1904 short story by James Joyce

"Eveline" is a short story by the Irish writer James Joyce. It was first published in 1904 by the journal Irish Homestead and later featured in his 1914 collection of short stories Dubliners. It tells the story of Eveline, a teenager who plans to leave Dublin for Argentina with her "lover".

== Plot ==
A young woman, Eveline, of about nineteen years of age sits by her window, waiting to leave home. She muses on the aspects of her life that are driving her away, while "in her nostrils was the odor of dusty cretonne". Her mother has died as has her older brother Ernest. Her remaining brother, Harry, is on the road "in the church decorating business". She fears that her father will beat her as he used to beat her brothers and she has little loyalty for her sales job. She has fallen for a sailor named Frank who promises to take her with him to Buenos Aires. Before leaving to meet Frank, she hears an organ grinder outside, which reminds her of a melody that played on an organ on the day her mother died and the promise she made to her mother to look after the home. At the dock where she and Frank are ready to embark on a ship together, Eveline becomes paralyzed.

When Frank is referred to as Eveline's "lover", it is only in the sense that they are romantically involved: the word didn't have its current, more clandestine meaning until the 1920s (OED).
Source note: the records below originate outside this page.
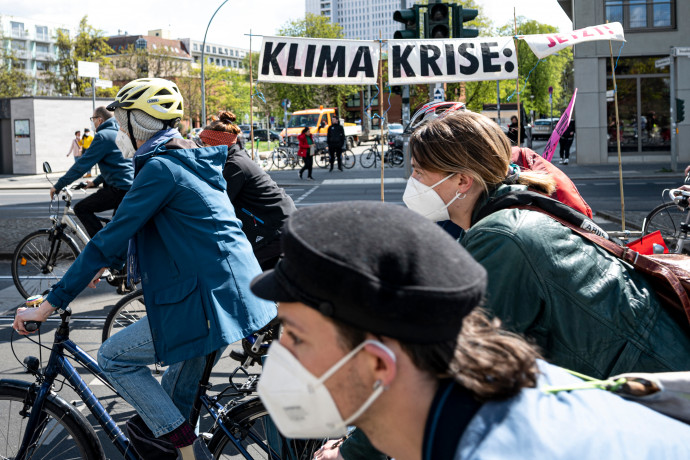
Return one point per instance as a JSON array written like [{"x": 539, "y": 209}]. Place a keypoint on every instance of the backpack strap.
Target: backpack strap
[{"x": 665, "y": 282}]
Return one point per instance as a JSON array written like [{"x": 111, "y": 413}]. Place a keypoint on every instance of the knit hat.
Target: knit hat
[{"x": 144, "y": 126}]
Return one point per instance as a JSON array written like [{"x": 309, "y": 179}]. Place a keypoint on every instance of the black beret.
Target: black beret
[{"x": 377, "y": 267}]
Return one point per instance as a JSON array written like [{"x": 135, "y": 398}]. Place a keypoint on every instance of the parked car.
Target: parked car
[
  {"x": 543, "y": 127},
  {"x": 261, "y": 134}
]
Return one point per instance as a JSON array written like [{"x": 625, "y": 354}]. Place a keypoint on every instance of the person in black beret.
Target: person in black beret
[{"x": 384, "y": 333}]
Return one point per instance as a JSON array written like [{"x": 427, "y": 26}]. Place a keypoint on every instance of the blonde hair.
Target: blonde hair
[{"x": 472, "y": 144}]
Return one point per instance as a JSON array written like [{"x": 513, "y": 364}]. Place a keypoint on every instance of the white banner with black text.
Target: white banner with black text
[
  {"x": 318, "y": 61},
  {"x": 452, "y": 60}
]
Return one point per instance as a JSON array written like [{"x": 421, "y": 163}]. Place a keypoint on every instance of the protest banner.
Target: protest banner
[
  {"x": 311, "y": 61},
  {"x": 560, "y": 128},
  {"x": 543, "y": 45},
  {"x": 446, "y": 61}
]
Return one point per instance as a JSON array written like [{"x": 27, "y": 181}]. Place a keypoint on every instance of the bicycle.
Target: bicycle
[
  {"x": 672, "y": 219},
  {"x": 394, "y": 157},
  {"x": 49, "y": 426},
  {"x": 42, "y": 257}
]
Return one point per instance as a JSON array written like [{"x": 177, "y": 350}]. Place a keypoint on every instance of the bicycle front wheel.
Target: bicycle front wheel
[
  {"x": 63, "y": 432},
  {"x": 128, "y": 310},
  {"x": 348, "y": 159},
  {"x": 257, "y": 434},
  {"x": 40, "y": 260},
  {"x": 368, "y": 158},
  {"x": 667, "y": 218}
]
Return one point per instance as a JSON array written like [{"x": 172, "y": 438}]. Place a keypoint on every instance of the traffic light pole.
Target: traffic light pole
[{"x": 674, "y": 114}]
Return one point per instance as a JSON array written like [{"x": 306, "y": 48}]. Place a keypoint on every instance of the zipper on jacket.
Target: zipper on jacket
[{"x": 253, "y": 216}]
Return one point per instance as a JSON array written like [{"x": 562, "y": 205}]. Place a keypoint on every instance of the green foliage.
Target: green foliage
[
  {"x": 225, "y": 90},
  {"x": 14, "y": 81},
  {"x": 89, "y": 44},
  {"x": 305, "y": 96}
]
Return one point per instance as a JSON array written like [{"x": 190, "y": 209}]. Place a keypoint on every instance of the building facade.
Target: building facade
[
  {"x": 652, "y": 29},
  {"x": 31, "y": 42},
  {"x": 138, "y": 56},
  {"x": 361, "y": 19},
  {"x": 221, "y": 55}
]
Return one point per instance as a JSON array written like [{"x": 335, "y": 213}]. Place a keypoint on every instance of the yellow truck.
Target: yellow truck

Joyce said that his intention in writing the stories was to reveal the "paralysis" suffered by Dubliners of the period. William York Tindall finds Eveline's inability to leave Dublin with Frank to start a new life "the most nearly straightforward expression of paralysis" in the collection. Hugh Kenner finds Frank's success story improbable, his name to be ironic, and argues that his leaving Eveline alone at the dock shows he didn't intend to take her to Buenos Aires, but rather to seduce her in Liverpool, where the ship is actually headed. It has been noted that "'going to Buenos Ayres' was turn-of-the-century slang for 'taking up a life of prostitution'"; a further possible reading is that Frank does intend to bring Eveline to Buenos Aires, but not to make her his wife.